CBD has many purported health benefits from treating epilepsy, to decreasing inflammation, helping with sleep, chronic pain, nausea, anxiety, etc. There is a growing body of evidence that suggests CBD does help with some of these conditions. If you’re considering taking CBD, we’d recommend reading up on the subject in order to make your own educated decision about whether or not to use it. To learn more about studies that have been done on CBD, check out this review: Translational Investigation of the Therapeutic Potential of Cannabidiol (CBD): Toward a New Age.1
The hemp plant has numerous beneficial compounds other than CBD such as: 100+ other cannabinoids, terpenes, phenolic compounds, omega-3 fatty acids, and amino acids (See: Cannabis sativa: The Plant of the Thousand and One Molecules).2 These compounds can be consumed by smoking CBD flower, concentrating CBD into an oil and smoking the concentrates, baking concentrates into edibles, taking CBD tinctures orally or sublingually, or rubbing CBD on the skin.
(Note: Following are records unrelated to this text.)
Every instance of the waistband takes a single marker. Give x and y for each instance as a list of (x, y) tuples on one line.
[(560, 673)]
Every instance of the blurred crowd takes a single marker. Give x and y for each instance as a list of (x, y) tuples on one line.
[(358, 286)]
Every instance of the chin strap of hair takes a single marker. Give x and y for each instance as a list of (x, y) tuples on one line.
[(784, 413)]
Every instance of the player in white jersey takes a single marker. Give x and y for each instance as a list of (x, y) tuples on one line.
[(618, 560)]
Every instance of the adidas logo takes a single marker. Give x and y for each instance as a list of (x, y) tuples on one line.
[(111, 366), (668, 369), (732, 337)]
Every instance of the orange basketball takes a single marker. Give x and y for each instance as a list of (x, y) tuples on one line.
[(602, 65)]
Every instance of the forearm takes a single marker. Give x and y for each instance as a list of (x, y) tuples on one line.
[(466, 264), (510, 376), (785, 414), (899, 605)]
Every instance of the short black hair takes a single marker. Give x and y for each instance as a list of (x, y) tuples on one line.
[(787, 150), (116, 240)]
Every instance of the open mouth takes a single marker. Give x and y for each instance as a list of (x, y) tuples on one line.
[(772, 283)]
While no CBD is present in hemp seeds, even eating hulled hempseeds, hemp seed oil, and hemp protein powder can have benefits to your health (See: Hempseed as a nutritional resource).3
Despite these many potential benefits, at the moment, the study of CBD is still in its infancy. While we can’t recommend the use of CBD to treat, prevent, or cure anything mentioned above, we believe that in time, scientists and the federal government will catch up and officially recognize the many health benefits of CBD.